In vivo. 3-month-old female rats were irradiated with 16 Gy of SARRP X-rays, fractionated into two 8 Gy doses at a rate of 1.65 Gy/min. TUNEL staining in tibial trabecular bone was performed to determine osteoblast apoptosis. Osteoblast number was determined using static histomorphometry. 

Exposure to 16 Gy X-rays increases osteoblast apoptosis by ~7-fold at 2 weeks post-irradiation and resulted in a ~0.25-fold decrease in osteoblast number by day 28 post-irradiation. A significant decrease in osteoclast surface was also observed on day 28 post-irradiation and is inconsistent with other radiation studies. The authors suggest the imbalance of radiation effects may lead to relatively higher osteoclast activity compared to osteoblast activity, leading to overall bone resorption. 

Chandra et al., 2017 

In vivo. An experiment was conducted on male C57BL/6 mice (8–10 weeks) exposed to 8 Gy X-ray radiation at a rate of 1.65 Gy/min. Apoptosis was determined with a TUNEL assay. Osteoblast number was determined by static histomorphometry. 

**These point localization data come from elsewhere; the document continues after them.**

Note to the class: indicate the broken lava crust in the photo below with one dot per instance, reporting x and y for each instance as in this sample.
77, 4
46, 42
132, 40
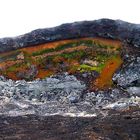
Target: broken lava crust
76, 81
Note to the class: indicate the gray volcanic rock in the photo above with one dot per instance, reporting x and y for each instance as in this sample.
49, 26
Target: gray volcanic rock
107, 28
129, 75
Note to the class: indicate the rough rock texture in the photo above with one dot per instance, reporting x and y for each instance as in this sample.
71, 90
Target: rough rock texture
118, 125
62, 106
107, 28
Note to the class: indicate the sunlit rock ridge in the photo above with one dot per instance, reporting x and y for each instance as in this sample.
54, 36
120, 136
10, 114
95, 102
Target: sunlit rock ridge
107, 28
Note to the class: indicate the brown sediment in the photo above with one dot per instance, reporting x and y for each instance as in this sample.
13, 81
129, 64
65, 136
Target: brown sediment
71, 64
105, 78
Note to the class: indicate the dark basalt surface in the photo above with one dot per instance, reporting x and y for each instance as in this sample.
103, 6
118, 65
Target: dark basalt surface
62, 107
107, 28
116, 126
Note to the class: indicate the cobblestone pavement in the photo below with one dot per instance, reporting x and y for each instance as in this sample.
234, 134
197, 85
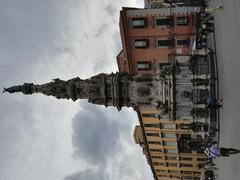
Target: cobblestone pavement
227, 25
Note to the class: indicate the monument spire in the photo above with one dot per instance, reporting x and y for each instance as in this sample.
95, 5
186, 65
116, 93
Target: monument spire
104, 89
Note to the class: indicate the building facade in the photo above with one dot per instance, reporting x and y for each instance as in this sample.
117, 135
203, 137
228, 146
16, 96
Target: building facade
151, 36
162, 42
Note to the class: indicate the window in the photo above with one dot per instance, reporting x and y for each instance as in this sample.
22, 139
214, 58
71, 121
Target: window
156, 150
171, 151
167, 22
186, 158
172, 157
154, 142
168, 143
172, 164
186, 165
161, 43
143, 66
139, 23
169, 135
154, 134
168, 126
182, 21
156, 157
140, 43
183, 42
152, 125
154, 115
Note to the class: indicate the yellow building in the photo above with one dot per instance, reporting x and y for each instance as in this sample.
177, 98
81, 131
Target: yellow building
162, 145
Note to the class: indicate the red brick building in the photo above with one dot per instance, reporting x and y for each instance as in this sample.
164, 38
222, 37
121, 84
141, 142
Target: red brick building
152, 36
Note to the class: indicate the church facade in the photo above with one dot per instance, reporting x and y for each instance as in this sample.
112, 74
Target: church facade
165, 78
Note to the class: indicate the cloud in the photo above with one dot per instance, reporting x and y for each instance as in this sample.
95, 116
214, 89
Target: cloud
89, 174
46, 39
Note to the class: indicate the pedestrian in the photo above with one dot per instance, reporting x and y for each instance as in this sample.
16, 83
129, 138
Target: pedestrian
214, 152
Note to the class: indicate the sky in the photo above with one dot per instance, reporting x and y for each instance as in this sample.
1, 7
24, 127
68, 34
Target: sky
46, 138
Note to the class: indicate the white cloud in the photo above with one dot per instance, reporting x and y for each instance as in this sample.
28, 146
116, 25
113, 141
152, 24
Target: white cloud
41, 40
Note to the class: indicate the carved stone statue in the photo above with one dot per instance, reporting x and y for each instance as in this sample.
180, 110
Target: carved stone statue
105, 89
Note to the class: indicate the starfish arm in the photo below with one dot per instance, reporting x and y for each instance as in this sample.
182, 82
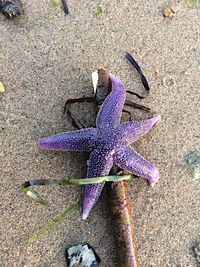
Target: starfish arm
110, 112
100, 164
131, 131
130, 161
81, 140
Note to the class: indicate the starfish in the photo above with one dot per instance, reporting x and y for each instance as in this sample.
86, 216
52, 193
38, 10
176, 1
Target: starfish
108, 144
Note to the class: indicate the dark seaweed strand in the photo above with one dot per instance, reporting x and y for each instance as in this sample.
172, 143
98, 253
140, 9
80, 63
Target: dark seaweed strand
139, 71
65, 7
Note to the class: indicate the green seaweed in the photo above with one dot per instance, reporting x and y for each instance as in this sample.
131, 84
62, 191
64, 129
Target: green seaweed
85, 181
49, 226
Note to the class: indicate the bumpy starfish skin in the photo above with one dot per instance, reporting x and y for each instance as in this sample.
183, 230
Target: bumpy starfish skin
108, 143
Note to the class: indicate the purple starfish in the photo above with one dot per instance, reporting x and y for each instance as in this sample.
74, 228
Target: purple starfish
108, 143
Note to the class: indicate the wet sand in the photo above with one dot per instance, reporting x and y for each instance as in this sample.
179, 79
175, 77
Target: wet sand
44, 61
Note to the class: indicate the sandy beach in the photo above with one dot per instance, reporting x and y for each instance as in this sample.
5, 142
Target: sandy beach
47, 58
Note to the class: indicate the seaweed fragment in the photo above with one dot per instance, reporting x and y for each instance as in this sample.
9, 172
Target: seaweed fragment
142, 77
85, 181
52, 223
11, 8
2, 89
99, 11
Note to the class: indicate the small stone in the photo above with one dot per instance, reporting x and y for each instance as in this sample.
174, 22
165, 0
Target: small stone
82, 255
168, 12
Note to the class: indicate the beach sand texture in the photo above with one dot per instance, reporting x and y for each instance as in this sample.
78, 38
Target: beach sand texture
45, 60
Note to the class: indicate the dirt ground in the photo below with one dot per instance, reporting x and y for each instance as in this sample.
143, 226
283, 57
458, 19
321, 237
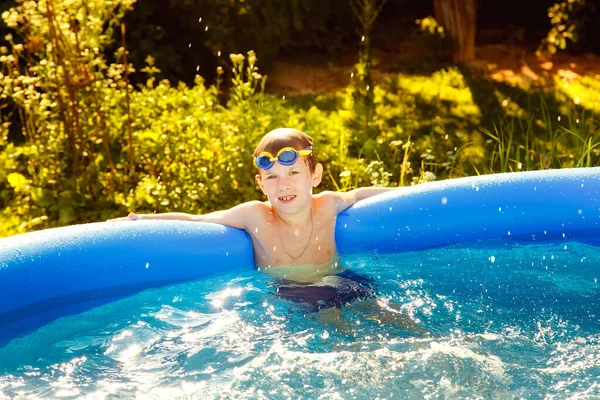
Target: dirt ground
507, 63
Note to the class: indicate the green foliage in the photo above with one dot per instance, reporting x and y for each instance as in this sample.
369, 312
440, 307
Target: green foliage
565, 21
217, 28
95, 147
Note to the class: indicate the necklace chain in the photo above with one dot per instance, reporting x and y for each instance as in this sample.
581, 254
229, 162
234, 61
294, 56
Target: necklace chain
295, 259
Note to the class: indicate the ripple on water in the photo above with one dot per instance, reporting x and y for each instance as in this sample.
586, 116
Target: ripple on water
517, 327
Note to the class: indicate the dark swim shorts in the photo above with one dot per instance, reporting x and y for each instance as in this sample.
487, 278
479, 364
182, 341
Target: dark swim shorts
332, 291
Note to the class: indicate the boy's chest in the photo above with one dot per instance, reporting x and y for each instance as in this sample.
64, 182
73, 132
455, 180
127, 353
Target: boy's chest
281, 245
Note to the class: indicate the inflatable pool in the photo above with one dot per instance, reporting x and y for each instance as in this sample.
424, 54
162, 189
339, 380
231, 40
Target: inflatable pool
56, 272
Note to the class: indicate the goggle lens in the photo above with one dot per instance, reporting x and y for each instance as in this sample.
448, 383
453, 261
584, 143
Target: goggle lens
288, 157
264, 162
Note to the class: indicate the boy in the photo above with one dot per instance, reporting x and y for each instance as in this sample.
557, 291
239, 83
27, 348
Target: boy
293, 232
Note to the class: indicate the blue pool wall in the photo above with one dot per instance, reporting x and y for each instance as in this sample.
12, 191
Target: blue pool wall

8 Gy radiation exposure led to a ~3.9-fold increase in the number of TUNEL-positive osteoblasts 2 weeks after irradiation and a 0.5-fold decrease in osteoblast number 4 weeks after irradiation.   

Liu et al., 2018 

In vitro. hBMMSCs were irradiated with 12 Gy of X-rays at a rate of 1.24 Gy/min. Apoptosis was measured using an Annexin V-fluorescein isothiocyanate staining kit. ALP activity was determined with a kit, and bone deposition was determined by Alizarin red staining. 

Apoptosis rate of osteoblast precursor cells (human bone marrow mesenchymal stem cells) exposed to 12 Gy X-ray radiation increased 3-fold after 24h, resulting in a 0.5-fold decrease in ALP activity after 1 week and bone deposition after 3 weeks, as measured by optical density of calcium nodules.